I could see us doing that for any number of open source projects. One thing that I’m not sure of is how we find the companies that are willing to fund projects this way. Another issue is finding projects that should be funded this way. I also imagine that there are some projects that need this help more than others. And some projects are going to be more receptive to this kind of help than others.
There is a weakness with this approach. What do we do if there isn’t enough interest to fund a particular project? Perhaps we get pledges to fund only 65% of a project but no more. Could we staff someone on the project part-time? Would that provide enough value?
Support contract model
Another idea is to have Corgibytes sell support contracts for specific open source projects. In addition to the work that we’d do under the patron model, we’d also provide some on-demand support for the companies that have purchased support contracts.
We could have service level agreements (SLAs) in place to provide different turn around times for different classes of issues. The support that we provide could be varied: helping answer a question about how to use that project, pairing on confirming that a bug exists, working on fixing a particular bug and getting a fix accepted by the maintainers, back porting a bug fix to a version that’s being used by the company that’s paying for the support contract.
Again we would aim to be healthy members of the community, but our primary focus would be on providing quality support to the companies that are paying for support contracts.
Open Source Insurance
Another idea is to model what we’re offering around the metaphor of insurance.
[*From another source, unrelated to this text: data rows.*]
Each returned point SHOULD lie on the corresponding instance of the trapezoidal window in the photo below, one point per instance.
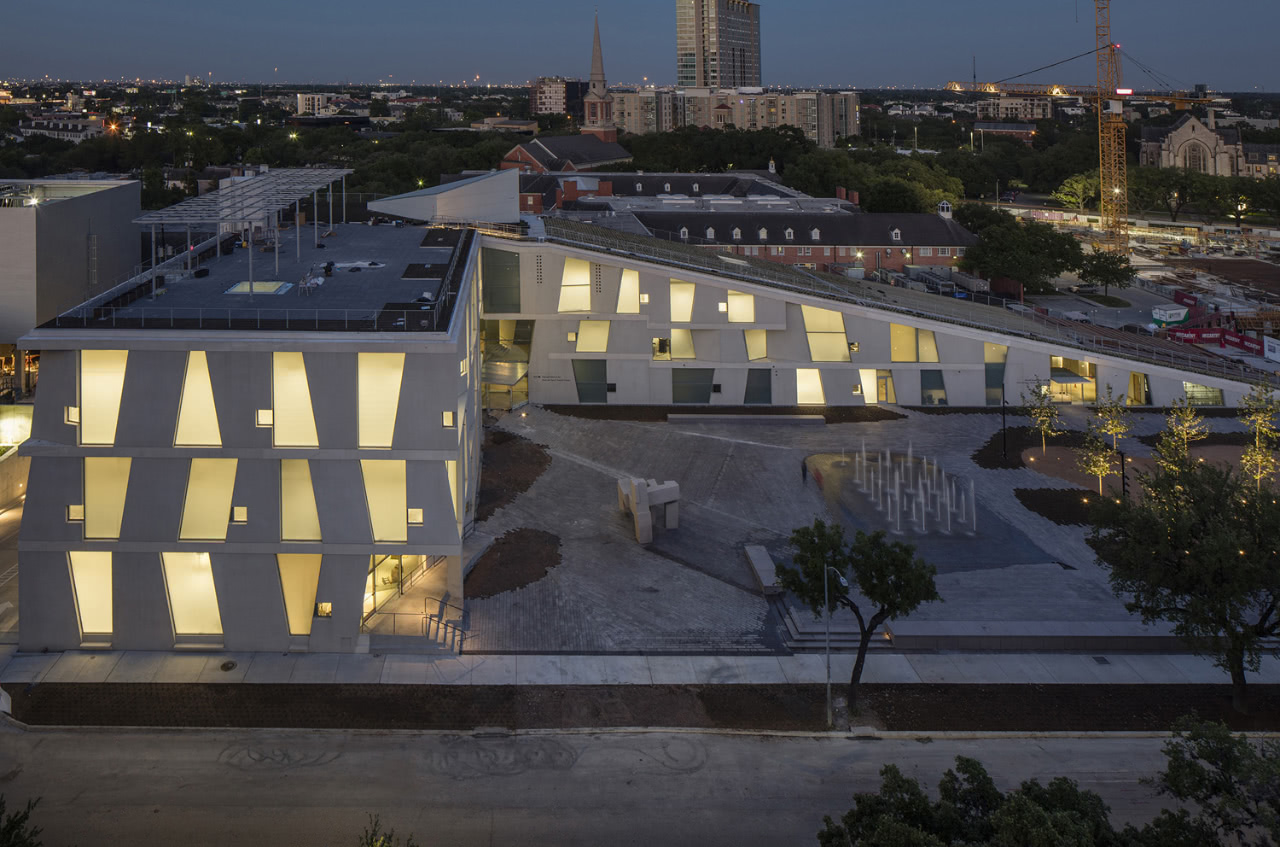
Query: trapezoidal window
(826, 333)
(681, 302)
(91, 584)
(300, 576)
(208, 508)
(106, 481)
(188, 578)
(100, 389)
(380, 376)
(629, 293)
(197, 413)
(387, 498)
(300, 521)
(293, 424)
(576, 287)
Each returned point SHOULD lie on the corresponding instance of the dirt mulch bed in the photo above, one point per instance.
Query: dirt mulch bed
(519, 558)
(508, 466)
(1020, 438)
(1063, 708)
(920, 708)
(658, 413)
(1066, 507)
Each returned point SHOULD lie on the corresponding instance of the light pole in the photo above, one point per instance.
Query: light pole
(826, 604)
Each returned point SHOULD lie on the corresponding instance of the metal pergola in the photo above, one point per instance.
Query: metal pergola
(257, 200)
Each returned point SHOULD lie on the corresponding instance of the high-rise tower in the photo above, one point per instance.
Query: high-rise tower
(717, 44)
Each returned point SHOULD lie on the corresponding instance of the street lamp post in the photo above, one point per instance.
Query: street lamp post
(826, 603)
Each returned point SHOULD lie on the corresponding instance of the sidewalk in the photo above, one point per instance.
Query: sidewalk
(1043, 668)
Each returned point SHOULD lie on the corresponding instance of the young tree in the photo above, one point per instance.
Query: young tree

We’d issue insurance policies that would cover the effort needed to address issues with specific projects. A claim against that policy could be for fixing a bug or back-porting an existing bug fix to a specific version or anything else that the policy specifically covers.
We’d be incentivized to stay active community members for the projects that we cover, because that would help us minimize the amount of time we’d need to spend to satisfy a claim.
I guess there’s really nothing preventing us from giving a combination of these offerings a try.
I’m looking forward to attending Sustain and exploring these ideas further. If you have any other ideas, please add them to the comments below, and I’ll be sure to take them with me. Also, I’d appreciate any feedback you might have about the different approaches that I’ve proposed.
I’ll also write a follow up blog post after I’ve attended Sustain. I want to document and share what I learn while I’m there. Look for that post to come out shortly after the event’s concluded.